Getting on a Board is the Second Priority. What’s the First?

The roles of boards in corporate oversight and governance have been in place for many years and have mostly stayed the same: Helping ensure effective internal controls, managing CEO succession and the executive compensation architecture, while driving integrity from the top, strategy, and ensuring shareholder value creation and growth. And the boards that delivered on those expectations typically had the requisite skills and experiences to enable desired outcomes.

In very recent years, however, public and private boards have begun expanding their director searches to drive greater diversity & inclusion in the boardroom and broaden board competencies due to increasingly disruptive challenges such as technology, human capital management, social media/crisis communications, operations, climate change/biodiversity. This expansion is equipping boards to more deftly handle systemic and dynamic risks, and will
bring richer discussion, expertise and outcomes to the board room.

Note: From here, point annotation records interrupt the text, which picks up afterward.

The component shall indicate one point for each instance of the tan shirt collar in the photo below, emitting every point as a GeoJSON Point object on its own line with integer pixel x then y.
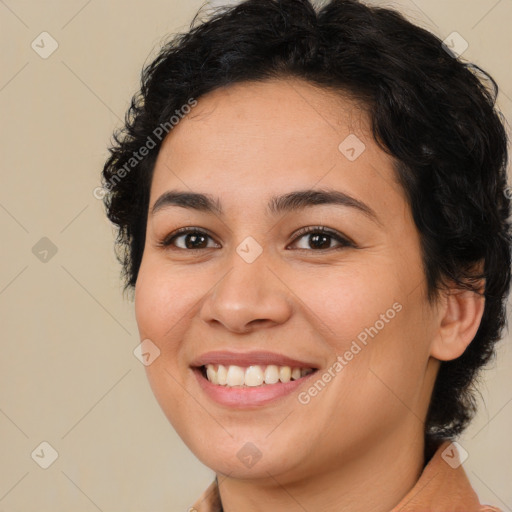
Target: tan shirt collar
{"type": "Point", "coordinates": [440, 488]}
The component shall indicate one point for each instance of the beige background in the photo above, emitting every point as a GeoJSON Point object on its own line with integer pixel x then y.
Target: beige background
{"type": "Point", "coordinates": [68, 373]}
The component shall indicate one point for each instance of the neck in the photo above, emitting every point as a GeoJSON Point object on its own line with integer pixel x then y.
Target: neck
{"type": "Point", "coordinates": [373, 480]}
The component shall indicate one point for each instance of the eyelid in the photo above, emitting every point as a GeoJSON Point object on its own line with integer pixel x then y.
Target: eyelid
{"type": "Point", "coordinates": [343, 240]}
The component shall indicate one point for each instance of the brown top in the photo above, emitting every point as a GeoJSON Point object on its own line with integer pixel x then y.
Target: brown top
{"type": "Point", "coordinates": [442, 487]}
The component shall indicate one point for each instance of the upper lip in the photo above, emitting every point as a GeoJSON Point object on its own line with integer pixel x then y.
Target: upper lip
{"type": "Point", "coordinates": [227, 358]}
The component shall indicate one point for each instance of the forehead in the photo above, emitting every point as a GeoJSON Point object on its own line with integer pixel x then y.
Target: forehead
{"type": "Point", "coordinates": [260, 138]}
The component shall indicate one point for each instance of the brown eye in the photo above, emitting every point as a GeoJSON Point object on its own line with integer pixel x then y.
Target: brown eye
{"type": "Point", "coordinates": [320, 238]}
{"type": "Point", "coordinates": [192, 238]}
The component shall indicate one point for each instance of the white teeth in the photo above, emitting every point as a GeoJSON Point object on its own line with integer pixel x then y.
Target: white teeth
{"type": "Point", "coordinates": [255, 375]}
{"type": "Point", "coordinates": [271, 374]}
{"type": "Point", "coordinates": [222, 375]}
{"type": "Point", "coordinates": [236, 376]}
{"type": "Point", "coordinates": [285, 374]}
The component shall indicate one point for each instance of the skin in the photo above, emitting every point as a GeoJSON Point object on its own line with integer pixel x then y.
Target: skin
{"type": "Point", "coordinates": [358, 444]}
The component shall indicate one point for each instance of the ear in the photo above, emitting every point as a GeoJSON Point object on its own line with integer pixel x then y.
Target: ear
{"type": "Point", "coordinates": [459, 313]}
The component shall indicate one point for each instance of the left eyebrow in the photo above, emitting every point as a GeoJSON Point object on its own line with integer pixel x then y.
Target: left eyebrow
{"type": "Point", "coordinates": [293, 201]}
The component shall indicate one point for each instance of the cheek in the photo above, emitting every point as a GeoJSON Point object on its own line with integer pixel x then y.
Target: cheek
{"type": "Point", "coordinates": [161, 301]}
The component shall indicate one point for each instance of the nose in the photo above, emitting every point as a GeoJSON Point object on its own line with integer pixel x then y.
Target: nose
{"type": "Point", "coordinates": [250, 295]}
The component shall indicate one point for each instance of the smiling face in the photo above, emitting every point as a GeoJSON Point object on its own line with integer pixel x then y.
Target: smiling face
{"type": "Point", "coordinates": [349, 302]}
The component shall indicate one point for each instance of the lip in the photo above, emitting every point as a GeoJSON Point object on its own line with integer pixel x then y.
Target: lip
{"type": "Point", "coordinates": [245, 359]}
{"type": "Point", "coordinates": [249, 397]}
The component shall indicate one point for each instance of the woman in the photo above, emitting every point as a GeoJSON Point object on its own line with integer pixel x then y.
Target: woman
{"type": "Point", "coordinates": [313, 215]}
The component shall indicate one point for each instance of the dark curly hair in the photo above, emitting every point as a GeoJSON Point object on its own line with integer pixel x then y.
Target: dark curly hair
{"type": "Point", "coordinates": [434, 113]}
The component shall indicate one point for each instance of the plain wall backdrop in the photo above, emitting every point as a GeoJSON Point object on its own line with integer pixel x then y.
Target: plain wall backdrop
{"type": "Point", "coordinates": [68, 373]}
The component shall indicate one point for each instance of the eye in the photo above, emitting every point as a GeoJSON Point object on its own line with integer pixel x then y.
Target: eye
{"type": "Point", "coordinates": [196, 239]}
{"type": "Point", "coordinates": [193, 238]}
{"type": "Point", "coordinates": [321, 237]}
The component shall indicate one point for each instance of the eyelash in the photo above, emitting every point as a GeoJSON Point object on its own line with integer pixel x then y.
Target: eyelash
{"type": "Point", "coordinates": [345, 242]}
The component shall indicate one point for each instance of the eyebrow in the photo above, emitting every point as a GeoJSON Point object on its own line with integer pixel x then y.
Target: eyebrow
{"type": "Point", "coordinates": [292, 201]}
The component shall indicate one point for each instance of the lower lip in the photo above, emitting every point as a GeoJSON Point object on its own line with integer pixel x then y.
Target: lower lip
{"type": "Point", "coordinates": [248, 396]}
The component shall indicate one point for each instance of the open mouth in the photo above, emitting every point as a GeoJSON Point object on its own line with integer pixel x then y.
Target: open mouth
{"type": "Point", "coordinates": [233, 376]}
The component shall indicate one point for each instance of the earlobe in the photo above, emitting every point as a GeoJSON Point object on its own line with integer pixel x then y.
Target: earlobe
{"type": "Point", "coordinates": [460, 315]}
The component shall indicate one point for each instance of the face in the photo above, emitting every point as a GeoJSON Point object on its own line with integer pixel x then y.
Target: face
{"type": "Point", "coordinates": [271, 278]}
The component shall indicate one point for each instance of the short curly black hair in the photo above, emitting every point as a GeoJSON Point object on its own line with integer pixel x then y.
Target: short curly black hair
{"type": "Point", "coordinates": [433, 112]}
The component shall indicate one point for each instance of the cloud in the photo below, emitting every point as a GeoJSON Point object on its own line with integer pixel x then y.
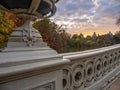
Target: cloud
{"type": "Point", "coordinates": [87, 13]}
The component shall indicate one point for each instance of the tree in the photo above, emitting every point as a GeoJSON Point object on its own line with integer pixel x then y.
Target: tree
{"type": "Point", "coordinates": [49, 33]}
{"type": "Point", "coordinates": [7, 25]}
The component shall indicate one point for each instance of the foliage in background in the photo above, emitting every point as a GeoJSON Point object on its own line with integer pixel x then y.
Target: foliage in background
{"type": "Point", "coordinates": [8, 23]}
{"type": "Point", "coordinates": [56, 39]}
{"type": "Point", "coordinates": [61, 41]}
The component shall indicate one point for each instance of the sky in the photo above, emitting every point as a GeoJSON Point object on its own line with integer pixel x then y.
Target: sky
{"type": "Point", "coordinates": [88, 16]}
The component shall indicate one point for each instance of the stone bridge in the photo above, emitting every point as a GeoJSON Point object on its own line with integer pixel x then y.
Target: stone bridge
{"type": "Point", "coordinates": [44, 69]}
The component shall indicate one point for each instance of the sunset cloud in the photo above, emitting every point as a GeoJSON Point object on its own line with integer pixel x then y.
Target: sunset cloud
{"type": "Point", "coordinates": [86, 14]}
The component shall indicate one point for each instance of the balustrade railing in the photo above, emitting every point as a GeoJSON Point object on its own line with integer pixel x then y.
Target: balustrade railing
{"type": "Point", "coordinates": [89, 68]}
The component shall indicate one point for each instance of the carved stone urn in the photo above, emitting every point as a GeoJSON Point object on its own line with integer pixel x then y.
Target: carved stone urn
{"type": "Point", "coordinates": [26, 36]}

Historically the search for a new board member started by simply looking in the network of the current CEO or board
members–and those tapped for the opportunity would often be other CEO’s, CFO’s, board members from other companies, etc. Those candidates would look like the board members involved in the search – mirroring race, gender, pedigree, and possibly even functional experience. That practice led to a missed opportunity to have diverse voices and minds in the board room that could come from ‘atypical’ senior executive sources.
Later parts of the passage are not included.